Le soleil, la plage, la promesse d’une vie paisible, la mer facile d’accès pour disparaître rapidement, et surtout, la protection de Franco ont attiré beaucoup
d’anciens criminels nazis dans la petite ville surplombée par un magnifique château.
Le plus célèbre d’entre eux demeure aujourd’hui le général SS Johannes Bernhardt.
Johannes Bernhardt connaissait depuis de nombreuses années l’Espagne et pour cause : il avait joué un rôle prépondérant dans le soutien de l’Allemagne nazie à Franco.
Ami personnel de Franco qu’il a rencontré au Maroc au début des années 1930, il a joué l’intermédiaire entre Franco et Hitler pour coordonner l’aide logistique
aux troupes franquistes pendant la guerre civile espagnole : c’est d’ailleurs lui qui a convaincu Hitler lors d’un rendez-vous en 1936 à Bayreuth
de la nécessité de soutenir Franco.
Mais Johannes Bernhardt avait également une autre facette : il était un riche entrepreneur. Il avait en effet fait fortune au Maroc grâce à l’extraction de différents minerais.
Personnage affable et sympathique, il a construit un empire commercial et était connu comme le roi de la wolframite, car il était responsable de l’achat de ce minerai
en Galice, qui s’avéra par la suite essentiel au fonctionnement des chars d’assaut pendant l’expansion nazie en Europe.
Johannes Bernhardt s’est installé naturellement à Dénia dès la fin des années 1930.
Il possédait une villa dans une zone rurale de la ville, le quartier de Tossalet, où sa femme, ses enfants et même sa belle-famille vivaient en permanence,
tandis qu’il voyageait en Espagne pour s’occuper de ses affaires. La maison était populairement connue comme la Casa del Alemán.
Cependant, la fin de la Seconde Guerre Mondiale allait signer le clap de fin pour le général SS.
En effet, au début des années 1950, le gouvernement des États-Unis commença à faire pression sur Franco, à qui il présenta une « liste noire »,
détaillant les noms de militaires et d’officiers de haut rang de l’Allemagne nazie dont le dictateur, soucieux de ménager les américains,
n’était pas prêt à tolérer la présence sur le sol espagnol.
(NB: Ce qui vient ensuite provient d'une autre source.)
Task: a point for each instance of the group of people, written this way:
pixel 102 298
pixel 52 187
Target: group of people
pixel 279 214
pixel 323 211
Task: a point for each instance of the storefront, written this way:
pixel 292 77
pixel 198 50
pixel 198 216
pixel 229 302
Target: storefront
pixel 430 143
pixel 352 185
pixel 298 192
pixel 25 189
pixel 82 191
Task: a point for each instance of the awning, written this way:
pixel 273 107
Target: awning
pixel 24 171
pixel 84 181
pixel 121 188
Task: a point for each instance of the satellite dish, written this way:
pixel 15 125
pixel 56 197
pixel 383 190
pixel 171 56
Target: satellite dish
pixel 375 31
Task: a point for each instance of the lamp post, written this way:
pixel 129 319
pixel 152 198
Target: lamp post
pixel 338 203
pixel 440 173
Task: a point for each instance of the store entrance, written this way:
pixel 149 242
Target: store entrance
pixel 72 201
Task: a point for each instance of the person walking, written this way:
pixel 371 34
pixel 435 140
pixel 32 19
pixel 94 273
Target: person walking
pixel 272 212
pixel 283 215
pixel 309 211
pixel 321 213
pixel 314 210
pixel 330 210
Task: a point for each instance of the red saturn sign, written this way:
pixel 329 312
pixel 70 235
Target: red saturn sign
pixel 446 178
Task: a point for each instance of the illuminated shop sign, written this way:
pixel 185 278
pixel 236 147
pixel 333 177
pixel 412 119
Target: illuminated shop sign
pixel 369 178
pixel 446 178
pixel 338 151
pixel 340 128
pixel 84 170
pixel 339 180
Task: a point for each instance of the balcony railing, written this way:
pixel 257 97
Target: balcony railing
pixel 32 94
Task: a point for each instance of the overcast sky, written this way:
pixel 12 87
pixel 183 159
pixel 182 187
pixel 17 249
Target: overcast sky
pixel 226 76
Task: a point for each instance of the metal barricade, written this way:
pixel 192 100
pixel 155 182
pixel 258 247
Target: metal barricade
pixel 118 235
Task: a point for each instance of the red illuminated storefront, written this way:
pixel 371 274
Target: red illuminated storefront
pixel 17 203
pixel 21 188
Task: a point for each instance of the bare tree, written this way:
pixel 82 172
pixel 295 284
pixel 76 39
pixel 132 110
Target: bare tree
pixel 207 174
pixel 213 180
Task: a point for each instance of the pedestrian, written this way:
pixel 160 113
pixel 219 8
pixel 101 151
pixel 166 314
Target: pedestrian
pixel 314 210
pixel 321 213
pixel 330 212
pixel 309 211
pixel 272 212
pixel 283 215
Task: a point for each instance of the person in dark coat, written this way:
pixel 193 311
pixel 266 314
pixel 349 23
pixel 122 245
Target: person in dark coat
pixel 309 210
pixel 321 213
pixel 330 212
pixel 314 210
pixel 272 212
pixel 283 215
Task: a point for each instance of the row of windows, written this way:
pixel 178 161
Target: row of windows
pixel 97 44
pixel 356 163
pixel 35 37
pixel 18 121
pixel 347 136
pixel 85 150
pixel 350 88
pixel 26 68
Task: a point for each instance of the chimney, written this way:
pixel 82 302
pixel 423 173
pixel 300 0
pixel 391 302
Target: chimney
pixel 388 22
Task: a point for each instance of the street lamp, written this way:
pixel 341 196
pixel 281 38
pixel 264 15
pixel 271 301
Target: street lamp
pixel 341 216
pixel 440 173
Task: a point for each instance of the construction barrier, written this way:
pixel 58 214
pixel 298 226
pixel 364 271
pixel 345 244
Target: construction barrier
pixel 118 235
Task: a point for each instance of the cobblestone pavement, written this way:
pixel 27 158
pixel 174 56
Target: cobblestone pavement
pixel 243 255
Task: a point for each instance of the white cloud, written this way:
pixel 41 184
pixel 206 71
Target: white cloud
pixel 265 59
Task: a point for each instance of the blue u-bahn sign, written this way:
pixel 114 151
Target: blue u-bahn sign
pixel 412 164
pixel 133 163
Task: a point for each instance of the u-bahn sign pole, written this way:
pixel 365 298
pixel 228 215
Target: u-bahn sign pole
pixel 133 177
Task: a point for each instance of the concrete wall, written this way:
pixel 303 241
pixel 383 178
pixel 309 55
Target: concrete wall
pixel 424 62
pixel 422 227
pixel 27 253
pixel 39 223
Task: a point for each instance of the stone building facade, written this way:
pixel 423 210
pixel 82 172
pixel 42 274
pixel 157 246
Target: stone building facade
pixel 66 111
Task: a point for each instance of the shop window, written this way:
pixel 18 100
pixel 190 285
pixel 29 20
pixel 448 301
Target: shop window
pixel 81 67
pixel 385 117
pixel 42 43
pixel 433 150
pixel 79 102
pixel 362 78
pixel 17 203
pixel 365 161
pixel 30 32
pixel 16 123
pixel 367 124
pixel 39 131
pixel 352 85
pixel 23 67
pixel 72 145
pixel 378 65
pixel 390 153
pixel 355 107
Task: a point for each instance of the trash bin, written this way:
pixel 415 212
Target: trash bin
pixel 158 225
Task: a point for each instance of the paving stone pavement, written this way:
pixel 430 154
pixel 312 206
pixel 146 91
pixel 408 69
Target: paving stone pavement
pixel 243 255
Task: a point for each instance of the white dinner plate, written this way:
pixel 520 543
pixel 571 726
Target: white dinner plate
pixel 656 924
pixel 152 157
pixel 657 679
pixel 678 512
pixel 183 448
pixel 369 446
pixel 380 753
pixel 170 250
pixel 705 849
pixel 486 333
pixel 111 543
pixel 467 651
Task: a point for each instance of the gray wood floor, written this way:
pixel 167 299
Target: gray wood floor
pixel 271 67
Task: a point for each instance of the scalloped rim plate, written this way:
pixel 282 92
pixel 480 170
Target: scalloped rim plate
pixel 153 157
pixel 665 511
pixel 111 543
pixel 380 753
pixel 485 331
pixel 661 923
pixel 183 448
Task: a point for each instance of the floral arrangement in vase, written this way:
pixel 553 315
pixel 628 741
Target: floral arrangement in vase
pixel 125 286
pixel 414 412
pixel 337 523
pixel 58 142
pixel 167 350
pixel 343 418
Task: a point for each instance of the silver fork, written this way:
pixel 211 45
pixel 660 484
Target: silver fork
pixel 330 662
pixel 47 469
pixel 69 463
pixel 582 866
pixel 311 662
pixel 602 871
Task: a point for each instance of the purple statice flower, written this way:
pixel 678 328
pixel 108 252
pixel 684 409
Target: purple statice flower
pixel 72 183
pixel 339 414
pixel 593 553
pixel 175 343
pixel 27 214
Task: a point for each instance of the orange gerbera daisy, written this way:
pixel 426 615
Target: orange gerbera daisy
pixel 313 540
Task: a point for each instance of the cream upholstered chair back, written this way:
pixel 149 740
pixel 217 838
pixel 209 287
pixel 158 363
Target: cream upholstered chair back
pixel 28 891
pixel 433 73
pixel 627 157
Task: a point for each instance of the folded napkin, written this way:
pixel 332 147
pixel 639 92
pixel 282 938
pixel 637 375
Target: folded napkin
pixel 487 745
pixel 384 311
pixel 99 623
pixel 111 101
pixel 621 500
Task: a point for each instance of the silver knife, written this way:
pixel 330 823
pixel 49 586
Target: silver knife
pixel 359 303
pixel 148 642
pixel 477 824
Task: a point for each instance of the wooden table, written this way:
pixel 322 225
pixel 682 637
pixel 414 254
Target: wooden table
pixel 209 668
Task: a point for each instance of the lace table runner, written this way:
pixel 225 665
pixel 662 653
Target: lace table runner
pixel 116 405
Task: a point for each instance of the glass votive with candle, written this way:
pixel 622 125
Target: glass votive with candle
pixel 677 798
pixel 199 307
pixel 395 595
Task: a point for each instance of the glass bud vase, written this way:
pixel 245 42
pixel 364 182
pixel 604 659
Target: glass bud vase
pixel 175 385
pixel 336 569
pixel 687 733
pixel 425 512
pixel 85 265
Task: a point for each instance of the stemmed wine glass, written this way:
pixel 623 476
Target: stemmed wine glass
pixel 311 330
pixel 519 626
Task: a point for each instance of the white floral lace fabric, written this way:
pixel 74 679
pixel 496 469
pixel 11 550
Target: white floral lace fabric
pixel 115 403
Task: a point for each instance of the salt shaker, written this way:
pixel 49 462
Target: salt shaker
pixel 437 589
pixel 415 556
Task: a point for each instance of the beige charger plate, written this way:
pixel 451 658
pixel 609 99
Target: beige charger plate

Cette menace a obligé Bernhardt à fuir en Argentine avec sa famille en 1953, où il a acheté de grandes étendues de terre qu’il a consacrées à l’agriculture extensive
et a continué à mener une vie confortable. Il existe aujourd’hui un trou dans sa biographie concernant la fin de sa vie mais une chose est certaine :
il est mort à… Munich en 1980! Il a donc certainement pu lui aussi retourner vivre tranquillement dans la capitale bavaroise sans être inquiété par la justice.
Si Johannes Bernhardt a dû fuir, d’autres nazis de moindre importance ont pu vivre et mourir à Dénia.
C’est le cas par exemple de l’ancien officier de la Waffen-SS, Gerhard Bremer, qui avait participé à l’invasion de la Pologne en 1939,
ainsi qu’à de nombreuses batailles à l’est de l’Europe, où il participa de près ou de loin à des massacres.
Waffen-SS, Gerhard Bremer
Après avoir passé plusieurs années en prison en France, il s’est installé à Dénia avec son épouse à 1954 et a même créé un complexe de luxe appelé Bremers Park Bungalows,
où, il organisait des soirées spectaculaires où se retrouvaient les personnalités de la ville ainsi que les anciens nazis recherchés en Europe.
Nous avons aujourd’hui un témoignage de ces soirées. Les fêtes qu’il organisait chaque 25 juillet, jour de la Saint-Jacques, dans son hôtel pour célébrer ses anniversaires,
sont entrées dans l’histoire de Dénia.
Un témoin direct de ces commémorations est Vicent Grimalt, l’actuel maire de Denia, qui, enfant, participait aux anniversaires de Bremer en tant que membre de l’orchestre
de Denia.
« Ce jour-là, les amis de Bremer sont allés chercher tous les membres de la bande avec des Mercedes sur la place de la ville.
Rien que ça, c’était une fête pour nous, car imaginez les voitures qu’il y avait à l’époque », dit Grimalt.